Nobody know how it can be implement in single query ? Maybe mongodb has some features or operators for this case? Implementation with using two separate query reduces performance for querying thousand or millions records. In my application it's very critical performance issue.
I've been working on this all day and haven't been able to find a solution, so thought i'd turn to the stackoverflow community.
Thanks.
You can try using $facet in the aggregation pipeline as
db.name.aggregate([
{$match:{your match criteria}},
{$facet: {
data: [{$sort: sort},{$skip:skip},{$limit: limit}],
count:[{$group: {_id: null, count: {$sum: 1}}}]
}}
])
In data, you'll get your list with pagination and in the count, count variable will have a total count of matched documents.
Ok, I have one example, but I think it's really crazy query, I put it only for fun, but if this example faster than 2 query, tell us about it in the comments please.
For this question i create collection called "so", and put into this collection 25 documents like this:
{
"_id" : ObjectId("512fa86cd99d0adda2a744cd"),
"authorName" : "author name1",
"email" : "email1#email.com",
"c" : 1
}
My query use aggregation framework:
db.so.aggregate([
{ $group:
{
_id: 1,
collection: { $push : { "_id": "$_id", "authorName": "$authorName", "email": "$email", "c": "$c" } },
count: { $sum: 1 }
}
},
{ $unwind:
"$collection"
},
{ $project:
{ "_id": "$collection._id", "authorName": "$collection.authorName", "email": "$collection.email", "c": "$collection.c", "count": "$count" }
},
{ $match:
{ c: { $lte: 10 } }
},
{ $sort :
{ c: -1 }
},
{ $skip:
2
},
{ $limit:
3
},
{ $group:
{
_id: "$count",
my_documets: {
$push: {"_id": "$_id", "authorName":"$authorName", "email":"$email", "c":"$c" }
}
}
},
{ $project:
{ "_id": 0, "my_documets": "$my_documets", "total": "$_id" }
}
])
Result for this query:
{
"result" : [
{
"my_documets" : [
{
"_id" : ObjectId("512fa900d99d0adda2a744d4"),
"authorName" : "author name8",
"email" : "email8#email.com",
"c" : 8
},
{
"_id" : ObjectId("512fa900d99d0adda2a744d3"),
"authorName" : "author name7",
"email" : "email7#email.com",
"c" : 7
},
{
"_id" : ObjectId("512fa900d99d0adda2a744d2"),
"authorName" : "author name6",
"email" : "email6#email.com",
"c" : 6
}
],
"total" : 25
}
],
"ok" : 1
}
By the end, I think that for big collection 2 query (first for data, second for count) works faster. For example, you can count total for collection like this:
db.so.count()
or like this:
db.so.find({},{_id:1}).sort({_id:-1}).count()

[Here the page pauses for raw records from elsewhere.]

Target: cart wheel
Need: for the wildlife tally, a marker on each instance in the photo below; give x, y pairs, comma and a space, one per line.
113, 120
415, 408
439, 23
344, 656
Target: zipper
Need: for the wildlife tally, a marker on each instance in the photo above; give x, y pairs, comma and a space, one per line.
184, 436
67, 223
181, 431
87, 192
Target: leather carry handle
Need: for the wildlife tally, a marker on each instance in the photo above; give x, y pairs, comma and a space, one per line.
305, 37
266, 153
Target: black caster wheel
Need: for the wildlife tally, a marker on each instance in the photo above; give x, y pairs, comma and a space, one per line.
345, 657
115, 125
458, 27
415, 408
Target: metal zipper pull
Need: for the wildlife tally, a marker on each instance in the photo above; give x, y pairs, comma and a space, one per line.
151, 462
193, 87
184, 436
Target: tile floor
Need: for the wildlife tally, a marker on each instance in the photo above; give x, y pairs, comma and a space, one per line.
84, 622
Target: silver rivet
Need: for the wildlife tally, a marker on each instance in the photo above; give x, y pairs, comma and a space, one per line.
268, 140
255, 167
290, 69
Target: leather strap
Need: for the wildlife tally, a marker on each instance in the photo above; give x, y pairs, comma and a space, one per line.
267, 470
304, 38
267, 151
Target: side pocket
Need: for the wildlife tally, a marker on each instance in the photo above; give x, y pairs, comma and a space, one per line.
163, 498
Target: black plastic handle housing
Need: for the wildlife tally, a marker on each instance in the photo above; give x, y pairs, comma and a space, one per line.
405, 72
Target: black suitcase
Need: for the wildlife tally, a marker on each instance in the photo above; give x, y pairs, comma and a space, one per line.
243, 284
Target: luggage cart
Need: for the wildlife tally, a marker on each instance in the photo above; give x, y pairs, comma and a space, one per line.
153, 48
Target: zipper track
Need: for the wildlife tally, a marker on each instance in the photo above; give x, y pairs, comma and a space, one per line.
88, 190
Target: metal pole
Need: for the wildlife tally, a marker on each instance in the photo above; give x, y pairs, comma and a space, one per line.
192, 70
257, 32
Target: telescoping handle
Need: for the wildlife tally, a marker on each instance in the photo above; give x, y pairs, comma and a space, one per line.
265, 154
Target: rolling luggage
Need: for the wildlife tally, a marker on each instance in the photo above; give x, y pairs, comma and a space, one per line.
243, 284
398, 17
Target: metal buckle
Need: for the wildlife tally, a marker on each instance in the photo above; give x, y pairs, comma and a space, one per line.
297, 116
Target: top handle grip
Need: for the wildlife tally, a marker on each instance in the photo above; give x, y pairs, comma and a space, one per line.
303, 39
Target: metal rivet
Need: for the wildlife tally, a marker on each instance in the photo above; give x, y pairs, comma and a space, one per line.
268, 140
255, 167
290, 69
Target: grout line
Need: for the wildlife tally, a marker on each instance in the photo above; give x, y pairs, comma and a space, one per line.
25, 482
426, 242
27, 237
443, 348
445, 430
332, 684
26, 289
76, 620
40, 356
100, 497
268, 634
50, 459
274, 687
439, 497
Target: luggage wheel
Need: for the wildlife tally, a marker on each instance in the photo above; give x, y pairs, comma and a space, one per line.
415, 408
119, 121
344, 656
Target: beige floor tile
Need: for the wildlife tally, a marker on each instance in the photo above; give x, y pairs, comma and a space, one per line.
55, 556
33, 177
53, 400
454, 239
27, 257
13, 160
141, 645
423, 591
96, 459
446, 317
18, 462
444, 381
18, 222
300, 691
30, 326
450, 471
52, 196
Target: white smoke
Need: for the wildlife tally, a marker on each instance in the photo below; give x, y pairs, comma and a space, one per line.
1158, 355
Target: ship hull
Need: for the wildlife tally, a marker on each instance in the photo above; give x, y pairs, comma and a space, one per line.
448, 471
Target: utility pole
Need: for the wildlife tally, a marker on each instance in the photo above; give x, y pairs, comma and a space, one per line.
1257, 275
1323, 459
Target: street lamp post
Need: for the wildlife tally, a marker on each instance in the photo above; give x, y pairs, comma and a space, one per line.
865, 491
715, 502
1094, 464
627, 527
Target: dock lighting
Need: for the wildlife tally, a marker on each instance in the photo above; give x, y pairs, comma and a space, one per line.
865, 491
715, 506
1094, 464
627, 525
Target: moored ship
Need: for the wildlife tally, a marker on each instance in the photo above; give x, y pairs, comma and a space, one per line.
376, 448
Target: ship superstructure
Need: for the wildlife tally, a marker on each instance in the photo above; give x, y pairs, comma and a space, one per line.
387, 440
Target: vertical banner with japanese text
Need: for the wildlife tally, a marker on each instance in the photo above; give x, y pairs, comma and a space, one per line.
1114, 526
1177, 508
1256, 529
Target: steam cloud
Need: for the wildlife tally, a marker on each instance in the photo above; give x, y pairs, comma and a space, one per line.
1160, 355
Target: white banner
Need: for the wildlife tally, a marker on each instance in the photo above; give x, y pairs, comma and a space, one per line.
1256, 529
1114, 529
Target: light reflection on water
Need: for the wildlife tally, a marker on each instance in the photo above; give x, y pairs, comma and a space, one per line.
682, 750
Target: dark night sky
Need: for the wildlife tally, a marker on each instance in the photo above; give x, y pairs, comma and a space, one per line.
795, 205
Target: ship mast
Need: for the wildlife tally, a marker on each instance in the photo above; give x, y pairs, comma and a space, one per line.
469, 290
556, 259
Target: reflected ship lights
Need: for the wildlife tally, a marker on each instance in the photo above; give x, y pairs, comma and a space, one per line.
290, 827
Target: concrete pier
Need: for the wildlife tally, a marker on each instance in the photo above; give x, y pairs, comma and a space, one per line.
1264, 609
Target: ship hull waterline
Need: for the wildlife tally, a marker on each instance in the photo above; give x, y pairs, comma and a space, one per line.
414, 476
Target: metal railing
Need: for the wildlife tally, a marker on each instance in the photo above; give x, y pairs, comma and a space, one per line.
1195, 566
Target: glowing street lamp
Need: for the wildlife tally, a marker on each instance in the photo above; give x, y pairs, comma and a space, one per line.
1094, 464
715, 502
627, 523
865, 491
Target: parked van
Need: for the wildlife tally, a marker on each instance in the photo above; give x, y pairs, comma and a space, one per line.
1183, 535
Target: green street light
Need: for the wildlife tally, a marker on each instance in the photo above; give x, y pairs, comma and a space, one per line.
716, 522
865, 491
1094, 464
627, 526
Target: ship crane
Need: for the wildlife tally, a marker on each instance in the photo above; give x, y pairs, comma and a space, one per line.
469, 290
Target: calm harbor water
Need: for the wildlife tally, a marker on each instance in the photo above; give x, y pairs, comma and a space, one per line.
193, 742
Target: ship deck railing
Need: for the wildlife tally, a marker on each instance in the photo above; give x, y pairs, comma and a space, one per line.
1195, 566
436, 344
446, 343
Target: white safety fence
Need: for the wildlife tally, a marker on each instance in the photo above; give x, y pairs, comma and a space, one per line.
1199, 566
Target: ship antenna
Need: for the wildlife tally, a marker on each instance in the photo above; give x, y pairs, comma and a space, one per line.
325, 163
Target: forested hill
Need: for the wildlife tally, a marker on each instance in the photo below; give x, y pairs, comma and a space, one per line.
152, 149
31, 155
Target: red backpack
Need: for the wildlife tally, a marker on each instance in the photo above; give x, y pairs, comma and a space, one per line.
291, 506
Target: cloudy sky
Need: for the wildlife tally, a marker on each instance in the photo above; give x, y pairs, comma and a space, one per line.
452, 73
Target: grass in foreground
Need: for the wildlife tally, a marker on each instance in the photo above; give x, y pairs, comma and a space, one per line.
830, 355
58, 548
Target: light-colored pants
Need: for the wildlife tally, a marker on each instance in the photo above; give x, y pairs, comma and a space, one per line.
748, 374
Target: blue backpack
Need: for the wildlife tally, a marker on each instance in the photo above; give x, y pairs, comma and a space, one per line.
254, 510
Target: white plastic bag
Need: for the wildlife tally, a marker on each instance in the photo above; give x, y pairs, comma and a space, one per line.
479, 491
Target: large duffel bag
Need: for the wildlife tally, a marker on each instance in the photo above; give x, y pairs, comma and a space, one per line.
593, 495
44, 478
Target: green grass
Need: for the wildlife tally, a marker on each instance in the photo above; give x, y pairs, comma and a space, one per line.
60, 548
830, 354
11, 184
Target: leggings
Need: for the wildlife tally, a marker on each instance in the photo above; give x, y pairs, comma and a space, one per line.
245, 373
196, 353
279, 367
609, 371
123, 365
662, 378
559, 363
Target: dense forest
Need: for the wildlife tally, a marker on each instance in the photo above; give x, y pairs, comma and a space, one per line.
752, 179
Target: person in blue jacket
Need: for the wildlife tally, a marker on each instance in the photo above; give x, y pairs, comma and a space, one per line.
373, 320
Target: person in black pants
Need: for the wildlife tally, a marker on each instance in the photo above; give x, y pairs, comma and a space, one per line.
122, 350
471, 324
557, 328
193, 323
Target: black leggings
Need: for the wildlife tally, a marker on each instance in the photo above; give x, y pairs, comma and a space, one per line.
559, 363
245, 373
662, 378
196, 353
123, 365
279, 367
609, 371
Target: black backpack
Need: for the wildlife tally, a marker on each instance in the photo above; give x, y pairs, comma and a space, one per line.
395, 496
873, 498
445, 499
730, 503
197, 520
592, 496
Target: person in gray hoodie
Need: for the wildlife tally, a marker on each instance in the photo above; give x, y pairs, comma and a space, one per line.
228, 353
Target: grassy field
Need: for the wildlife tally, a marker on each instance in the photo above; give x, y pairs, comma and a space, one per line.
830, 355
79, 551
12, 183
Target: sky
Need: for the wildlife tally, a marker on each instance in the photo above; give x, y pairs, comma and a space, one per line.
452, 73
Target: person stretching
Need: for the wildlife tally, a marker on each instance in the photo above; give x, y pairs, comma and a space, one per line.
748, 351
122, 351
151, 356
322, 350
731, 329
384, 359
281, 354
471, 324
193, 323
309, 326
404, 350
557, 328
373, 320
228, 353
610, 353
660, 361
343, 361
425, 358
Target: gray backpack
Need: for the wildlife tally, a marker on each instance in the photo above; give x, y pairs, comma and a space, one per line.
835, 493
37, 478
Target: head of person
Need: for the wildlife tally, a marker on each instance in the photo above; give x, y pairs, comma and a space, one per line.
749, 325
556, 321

I don't fully sure in first example, but in second example we use only cursor, which means higher speed:
db.so.find({},{_id:1}).sort({_id:-1}).explain()
{
"cursor" : "BtreeCursor _id_ reverse",
"isMultiKey" : false,
"n" : 25,
"nscannedObjects" : 25,
"nscanned" : 25,
"nscannedObjectsAllPlans" : 25,
"nscannedAllPlans" : 25,
"scanAndOrder" : false,
!!!!!>>> "indexOnly" : true, <<<!!!!!
"nYields" : 0,
"nChunkSkips" : 0,
"millis" : 0,
...
}
For completeness (full discussion was on the MongoDB Google Groups) here is the aggregation you want:
db.collection.aggregate(db.docs.aggregate( [
{
"$match" : {
"year" : "2012"
}
},
{
"$group" : {
"_id" : null,
"my_documents" : {
"$push" : {
"_id" : "$_id",
"year" : "$year",
"author" : "$author"
}
},
"reviewsCount" : {
"$sum" : 1
}
}
},
{
"$project" : {
"_id" : 0,
"my_documents" : 1,
"total" : "$reviewsCount"
}
}
] )
By the way, you don't need aggregation framework here - you can just use a regular find. You can get count() from a cursor without having to re-query.